Auch wer bei Umfragen bestimmte Ergebnisse erzielen will, achtet auf die Worte. Denn von der Wortwahl in der Frage sind die Antworten abhängig. Der Meinungsforscher Tom W. Smith fand z. B. heraus, dass man „Armen“ gern helfen würde, wohingegen „Wohlfahrts- bzw. Sozialhilfeempfänger“ eher leer ausgingen. Schließlich liegen die dem Staat auf der Tasche – ein allzu vertrautes Framing.
Ganz fabelhaft wird es, wenn Zeugen eines Unfalls (man zeigte zwei Gruppen denselben Film) mit verschiedenen Worten nach dem Hergang der Ereignisse gefragt werden, berichtet der Linguist Robert Shuy. Die Personen schätzten die Geschwindigkeiten von Fahrzeugen unterschiedlich ein je nachdem, mit welchen Worten sie danach gefragt wurden. Wurden sie danach gefragt, wie die Wagen „ineinanderkrachten“, gaben sie höhere Geschwindigkeiten an als die Gruppe, die man nach dem Hergang des „Aufpralls“ fragte.
Wie kann Manipulation durch Sprache so gut funktionieren? Der Kognitionswissenschaftler Arthur Jacobs erklärt es uns: „Beim Lesen wie beim Sprachverstehen sind Prozesse im Spiel, die auf denselben oder ähnlichen neuronalen Mechanismen beruhen wie beim direkten Erleben.
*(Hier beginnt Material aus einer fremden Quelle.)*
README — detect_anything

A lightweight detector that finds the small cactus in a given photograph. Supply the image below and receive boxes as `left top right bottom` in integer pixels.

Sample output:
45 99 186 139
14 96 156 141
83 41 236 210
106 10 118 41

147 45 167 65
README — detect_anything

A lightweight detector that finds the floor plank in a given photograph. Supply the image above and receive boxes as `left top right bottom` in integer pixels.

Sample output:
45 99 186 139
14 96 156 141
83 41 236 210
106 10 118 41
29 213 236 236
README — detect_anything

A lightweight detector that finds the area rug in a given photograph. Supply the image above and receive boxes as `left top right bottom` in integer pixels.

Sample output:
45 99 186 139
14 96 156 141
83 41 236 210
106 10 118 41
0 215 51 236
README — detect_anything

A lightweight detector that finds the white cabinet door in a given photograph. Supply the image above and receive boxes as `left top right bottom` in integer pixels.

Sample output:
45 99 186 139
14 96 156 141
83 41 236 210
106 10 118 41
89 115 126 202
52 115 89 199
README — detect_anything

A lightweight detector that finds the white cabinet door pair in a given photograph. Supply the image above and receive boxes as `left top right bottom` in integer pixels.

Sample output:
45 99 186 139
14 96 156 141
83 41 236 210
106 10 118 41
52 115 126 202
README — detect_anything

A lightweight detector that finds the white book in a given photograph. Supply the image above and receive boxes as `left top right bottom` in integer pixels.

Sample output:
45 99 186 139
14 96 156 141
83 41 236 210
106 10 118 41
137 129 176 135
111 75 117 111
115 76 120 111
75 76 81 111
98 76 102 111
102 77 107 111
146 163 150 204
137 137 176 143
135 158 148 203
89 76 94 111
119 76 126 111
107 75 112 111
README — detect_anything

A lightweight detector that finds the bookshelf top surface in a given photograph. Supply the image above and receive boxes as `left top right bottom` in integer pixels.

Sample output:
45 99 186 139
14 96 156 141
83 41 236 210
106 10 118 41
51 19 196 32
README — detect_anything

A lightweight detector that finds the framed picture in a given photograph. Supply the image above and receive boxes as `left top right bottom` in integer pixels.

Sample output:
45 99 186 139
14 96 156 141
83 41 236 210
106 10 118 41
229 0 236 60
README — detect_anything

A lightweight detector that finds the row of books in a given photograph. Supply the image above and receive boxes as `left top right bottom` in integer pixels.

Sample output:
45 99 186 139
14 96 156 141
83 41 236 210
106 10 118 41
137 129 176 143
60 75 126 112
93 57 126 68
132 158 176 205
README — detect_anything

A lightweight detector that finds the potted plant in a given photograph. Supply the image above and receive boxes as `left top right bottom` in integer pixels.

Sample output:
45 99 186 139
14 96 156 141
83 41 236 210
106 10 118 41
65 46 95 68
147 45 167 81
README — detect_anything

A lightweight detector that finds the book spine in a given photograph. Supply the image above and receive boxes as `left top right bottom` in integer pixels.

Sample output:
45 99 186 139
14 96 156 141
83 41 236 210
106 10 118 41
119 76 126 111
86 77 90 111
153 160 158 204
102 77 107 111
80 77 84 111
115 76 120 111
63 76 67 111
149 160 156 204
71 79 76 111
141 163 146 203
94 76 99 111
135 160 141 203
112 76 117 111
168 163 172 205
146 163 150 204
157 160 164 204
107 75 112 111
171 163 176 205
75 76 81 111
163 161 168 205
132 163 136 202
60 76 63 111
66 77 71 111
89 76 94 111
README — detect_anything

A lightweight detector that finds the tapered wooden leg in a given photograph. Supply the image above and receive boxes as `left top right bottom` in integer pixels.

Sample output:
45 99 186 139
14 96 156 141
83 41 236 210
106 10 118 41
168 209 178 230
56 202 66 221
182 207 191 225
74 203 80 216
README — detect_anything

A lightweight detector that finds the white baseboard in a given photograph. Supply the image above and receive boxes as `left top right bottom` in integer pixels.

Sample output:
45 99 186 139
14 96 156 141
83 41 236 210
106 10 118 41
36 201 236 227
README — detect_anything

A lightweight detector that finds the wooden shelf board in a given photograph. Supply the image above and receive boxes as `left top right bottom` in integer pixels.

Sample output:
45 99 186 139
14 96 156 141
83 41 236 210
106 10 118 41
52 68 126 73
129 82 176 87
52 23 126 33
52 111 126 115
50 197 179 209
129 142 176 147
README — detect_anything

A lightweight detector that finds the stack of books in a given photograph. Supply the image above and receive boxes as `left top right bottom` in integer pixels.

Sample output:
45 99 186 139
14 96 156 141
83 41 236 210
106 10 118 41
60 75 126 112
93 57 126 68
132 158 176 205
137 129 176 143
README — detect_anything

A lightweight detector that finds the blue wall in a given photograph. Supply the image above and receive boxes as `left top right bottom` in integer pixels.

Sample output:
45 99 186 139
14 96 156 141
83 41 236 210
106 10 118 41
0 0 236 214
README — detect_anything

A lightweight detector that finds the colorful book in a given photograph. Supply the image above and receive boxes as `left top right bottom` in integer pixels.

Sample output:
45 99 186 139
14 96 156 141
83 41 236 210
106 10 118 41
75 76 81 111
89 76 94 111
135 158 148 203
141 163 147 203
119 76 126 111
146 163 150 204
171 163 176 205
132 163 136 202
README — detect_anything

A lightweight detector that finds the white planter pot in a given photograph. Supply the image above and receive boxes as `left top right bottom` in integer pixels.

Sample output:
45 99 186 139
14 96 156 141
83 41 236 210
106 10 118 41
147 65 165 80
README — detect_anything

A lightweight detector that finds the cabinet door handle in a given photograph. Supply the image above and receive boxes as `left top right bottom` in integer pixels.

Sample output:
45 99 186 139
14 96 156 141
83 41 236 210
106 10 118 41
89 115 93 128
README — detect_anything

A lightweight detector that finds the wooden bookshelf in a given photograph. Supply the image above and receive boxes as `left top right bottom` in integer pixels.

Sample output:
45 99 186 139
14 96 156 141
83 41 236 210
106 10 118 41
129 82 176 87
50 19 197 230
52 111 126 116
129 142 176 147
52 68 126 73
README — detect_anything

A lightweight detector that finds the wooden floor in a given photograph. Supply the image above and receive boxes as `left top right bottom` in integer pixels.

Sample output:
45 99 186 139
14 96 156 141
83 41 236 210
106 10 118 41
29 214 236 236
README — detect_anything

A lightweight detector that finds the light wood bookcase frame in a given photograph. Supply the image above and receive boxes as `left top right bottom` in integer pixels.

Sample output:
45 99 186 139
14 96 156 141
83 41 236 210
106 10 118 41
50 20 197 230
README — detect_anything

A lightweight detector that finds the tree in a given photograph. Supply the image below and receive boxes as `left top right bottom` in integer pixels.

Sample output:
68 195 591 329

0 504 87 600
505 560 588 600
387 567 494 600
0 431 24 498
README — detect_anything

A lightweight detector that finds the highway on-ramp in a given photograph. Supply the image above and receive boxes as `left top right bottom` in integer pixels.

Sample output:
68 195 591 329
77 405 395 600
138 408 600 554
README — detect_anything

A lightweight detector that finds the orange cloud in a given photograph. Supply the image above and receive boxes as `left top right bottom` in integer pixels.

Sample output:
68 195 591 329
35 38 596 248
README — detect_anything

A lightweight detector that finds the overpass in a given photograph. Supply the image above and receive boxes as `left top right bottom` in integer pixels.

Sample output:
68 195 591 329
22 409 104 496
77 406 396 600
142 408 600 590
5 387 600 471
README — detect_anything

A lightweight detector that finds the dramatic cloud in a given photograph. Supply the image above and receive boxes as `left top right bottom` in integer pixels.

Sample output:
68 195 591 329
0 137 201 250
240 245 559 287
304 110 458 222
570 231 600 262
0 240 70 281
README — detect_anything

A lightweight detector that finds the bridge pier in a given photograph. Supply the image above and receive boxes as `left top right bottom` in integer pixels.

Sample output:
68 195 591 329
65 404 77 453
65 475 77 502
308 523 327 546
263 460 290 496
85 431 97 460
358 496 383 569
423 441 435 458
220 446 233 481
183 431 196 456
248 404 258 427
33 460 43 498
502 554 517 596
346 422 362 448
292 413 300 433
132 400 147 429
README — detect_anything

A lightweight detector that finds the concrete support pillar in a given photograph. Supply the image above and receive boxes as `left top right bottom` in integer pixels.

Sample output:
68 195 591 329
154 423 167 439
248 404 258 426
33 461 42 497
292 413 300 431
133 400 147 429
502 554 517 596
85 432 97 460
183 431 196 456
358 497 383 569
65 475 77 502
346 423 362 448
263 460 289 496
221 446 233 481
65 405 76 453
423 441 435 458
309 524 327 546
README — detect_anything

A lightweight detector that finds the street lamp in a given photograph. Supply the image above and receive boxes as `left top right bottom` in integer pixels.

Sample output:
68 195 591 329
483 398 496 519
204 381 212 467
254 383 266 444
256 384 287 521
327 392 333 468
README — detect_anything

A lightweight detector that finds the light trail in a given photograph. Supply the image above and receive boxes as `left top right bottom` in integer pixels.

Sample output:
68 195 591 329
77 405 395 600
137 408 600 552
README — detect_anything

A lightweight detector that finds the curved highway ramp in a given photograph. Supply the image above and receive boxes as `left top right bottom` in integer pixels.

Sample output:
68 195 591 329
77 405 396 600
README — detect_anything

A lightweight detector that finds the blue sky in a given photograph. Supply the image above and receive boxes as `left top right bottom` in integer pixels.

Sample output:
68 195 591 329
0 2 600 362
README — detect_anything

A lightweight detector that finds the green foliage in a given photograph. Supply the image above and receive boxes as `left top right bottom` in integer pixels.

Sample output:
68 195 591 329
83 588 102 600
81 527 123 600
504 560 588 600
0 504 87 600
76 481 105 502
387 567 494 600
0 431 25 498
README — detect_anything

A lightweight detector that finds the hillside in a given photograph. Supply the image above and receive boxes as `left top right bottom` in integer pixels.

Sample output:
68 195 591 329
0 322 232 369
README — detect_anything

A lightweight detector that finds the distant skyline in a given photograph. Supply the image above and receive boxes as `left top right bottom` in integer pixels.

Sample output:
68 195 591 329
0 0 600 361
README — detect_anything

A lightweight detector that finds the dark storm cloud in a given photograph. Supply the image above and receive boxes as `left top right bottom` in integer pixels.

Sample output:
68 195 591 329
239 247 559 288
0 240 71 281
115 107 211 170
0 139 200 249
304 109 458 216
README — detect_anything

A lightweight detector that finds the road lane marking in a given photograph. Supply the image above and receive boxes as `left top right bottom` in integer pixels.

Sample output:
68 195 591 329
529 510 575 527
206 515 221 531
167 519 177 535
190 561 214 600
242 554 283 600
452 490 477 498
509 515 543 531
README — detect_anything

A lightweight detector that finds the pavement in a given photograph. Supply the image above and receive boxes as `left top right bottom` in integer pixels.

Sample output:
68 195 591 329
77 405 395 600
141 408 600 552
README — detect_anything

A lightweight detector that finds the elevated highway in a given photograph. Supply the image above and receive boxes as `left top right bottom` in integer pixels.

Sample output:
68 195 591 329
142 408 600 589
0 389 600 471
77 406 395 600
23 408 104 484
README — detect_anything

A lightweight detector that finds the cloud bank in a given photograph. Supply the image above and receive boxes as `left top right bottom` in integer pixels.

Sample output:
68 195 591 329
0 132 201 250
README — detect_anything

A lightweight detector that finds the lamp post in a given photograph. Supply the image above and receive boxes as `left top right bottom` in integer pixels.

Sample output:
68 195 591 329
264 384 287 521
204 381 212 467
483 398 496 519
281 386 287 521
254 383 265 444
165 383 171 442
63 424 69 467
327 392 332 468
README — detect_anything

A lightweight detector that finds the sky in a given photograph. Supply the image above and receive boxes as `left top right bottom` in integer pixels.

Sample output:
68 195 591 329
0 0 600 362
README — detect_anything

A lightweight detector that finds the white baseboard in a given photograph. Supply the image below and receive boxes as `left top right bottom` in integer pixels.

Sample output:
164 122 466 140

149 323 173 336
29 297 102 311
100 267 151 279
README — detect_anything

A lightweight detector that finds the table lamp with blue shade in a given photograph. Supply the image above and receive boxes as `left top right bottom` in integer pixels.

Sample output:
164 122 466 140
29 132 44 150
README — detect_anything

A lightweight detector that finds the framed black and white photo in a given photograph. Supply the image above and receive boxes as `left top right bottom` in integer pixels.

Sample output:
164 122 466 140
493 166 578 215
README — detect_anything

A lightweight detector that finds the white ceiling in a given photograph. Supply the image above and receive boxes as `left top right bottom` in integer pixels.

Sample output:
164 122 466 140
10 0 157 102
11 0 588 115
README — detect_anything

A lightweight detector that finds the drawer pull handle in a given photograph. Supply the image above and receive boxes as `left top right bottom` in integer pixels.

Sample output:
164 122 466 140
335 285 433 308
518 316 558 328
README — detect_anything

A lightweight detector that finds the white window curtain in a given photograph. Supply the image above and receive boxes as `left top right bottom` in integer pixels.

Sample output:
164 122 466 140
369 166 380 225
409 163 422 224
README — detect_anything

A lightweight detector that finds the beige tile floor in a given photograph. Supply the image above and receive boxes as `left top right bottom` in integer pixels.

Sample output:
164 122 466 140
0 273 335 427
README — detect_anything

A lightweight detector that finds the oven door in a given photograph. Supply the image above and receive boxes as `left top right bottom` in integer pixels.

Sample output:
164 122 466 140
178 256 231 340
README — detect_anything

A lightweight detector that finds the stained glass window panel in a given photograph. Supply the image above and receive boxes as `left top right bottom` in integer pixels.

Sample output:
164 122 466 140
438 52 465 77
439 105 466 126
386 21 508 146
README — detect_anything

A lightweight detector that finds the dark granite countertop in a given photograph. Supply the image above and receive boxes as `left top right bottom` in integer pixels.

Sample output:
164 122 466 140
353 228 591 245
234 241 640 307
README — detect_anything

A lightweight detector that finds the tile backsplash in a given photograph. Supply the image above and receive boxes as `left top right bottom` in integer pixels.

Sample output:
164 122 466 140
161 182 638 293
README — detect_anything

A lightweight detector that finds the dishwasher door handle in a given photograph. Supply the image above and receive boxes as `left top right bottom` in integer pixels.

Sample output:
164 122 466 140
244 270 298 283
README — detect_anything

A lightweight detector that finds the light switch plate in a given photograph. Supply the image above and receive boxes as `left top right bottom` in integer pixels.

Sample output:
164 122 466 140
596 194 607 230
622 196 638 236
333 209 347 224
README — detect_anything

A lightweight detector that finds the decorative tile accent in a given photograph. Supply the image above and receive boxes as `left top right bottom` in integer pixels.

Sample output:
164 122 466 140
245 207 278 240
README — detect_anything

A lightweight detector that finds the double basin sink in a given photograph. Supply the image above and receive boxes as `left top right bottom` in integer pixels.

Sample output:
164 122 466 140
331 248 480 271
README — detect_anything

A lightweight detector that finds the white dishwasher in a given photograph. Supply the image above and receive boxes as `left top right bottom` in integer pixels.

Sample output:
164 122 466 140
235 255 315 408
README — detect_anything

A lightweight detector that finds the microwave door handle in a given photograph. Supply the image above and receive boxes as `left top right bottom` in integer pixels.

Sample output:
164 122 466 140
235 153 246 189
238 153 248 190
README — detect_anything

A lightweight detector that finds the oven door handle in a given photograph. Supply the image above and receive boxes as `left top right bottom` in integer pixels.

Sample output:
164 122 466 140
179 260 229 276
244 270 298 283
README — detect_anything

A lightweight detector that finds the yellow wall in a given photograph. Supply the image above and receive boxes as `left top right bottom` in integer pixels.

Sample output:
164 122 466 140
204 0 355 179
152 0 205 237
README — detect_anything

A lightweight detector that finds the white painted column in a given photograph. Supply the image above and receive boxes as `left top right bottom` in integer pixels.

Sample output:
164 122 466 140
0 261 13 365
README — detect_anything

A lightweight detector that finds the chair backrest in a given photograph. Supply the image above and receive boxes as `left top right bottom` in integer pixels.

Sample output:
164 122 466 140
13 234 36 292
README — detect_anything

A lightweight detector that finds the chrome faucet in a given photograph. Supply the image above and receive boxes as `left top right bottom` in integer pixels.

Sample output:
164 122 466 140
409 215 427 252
Diese mentale Simulation verbal oder schriftlich beschriebener Situationen bewirkt demnach ( ... ) eine mit der realen Wahrnehmung vergleichbare, bisweilen sogar stärkere Eindrücklichkeit. Das Schriftbild von Worten und Sätzen stellt dieselbe Art von sensorischen Reizen dar wie Objekte oder Gesichter.“ (Schrott, Jacobs, München 2011) Und mehr noch. „Nur“ Wörter sind imstande, das Gehirn auf physische Bewegung vorzubereiten. „Allein an einen Kiesel zu denken“, so Jacobs, „bereitet uns schon darauf vor, die Hand auszustrecken, die Finger zu schließen und mit dem Arm auszuholen.“
Doch dazu später mehr.
Nun? Sollte es sich nicht lohnen, einen Blick hinter die Kulissen der Sprache zu werfen? Es ist natürlich bequem, sich manipulieren lassen, und wenn es gerade gelegen kommt, etwas in einen Text hineinzulesen, was gar nicht darinsteht. Es ist auch bequem, sich durch Wörter dazu zu bringen zu lassen, etwas zu denken, was diejenigen wollen, die die Wörter benutzen.
Aber wäre selber denken nicht eine prima Alternative?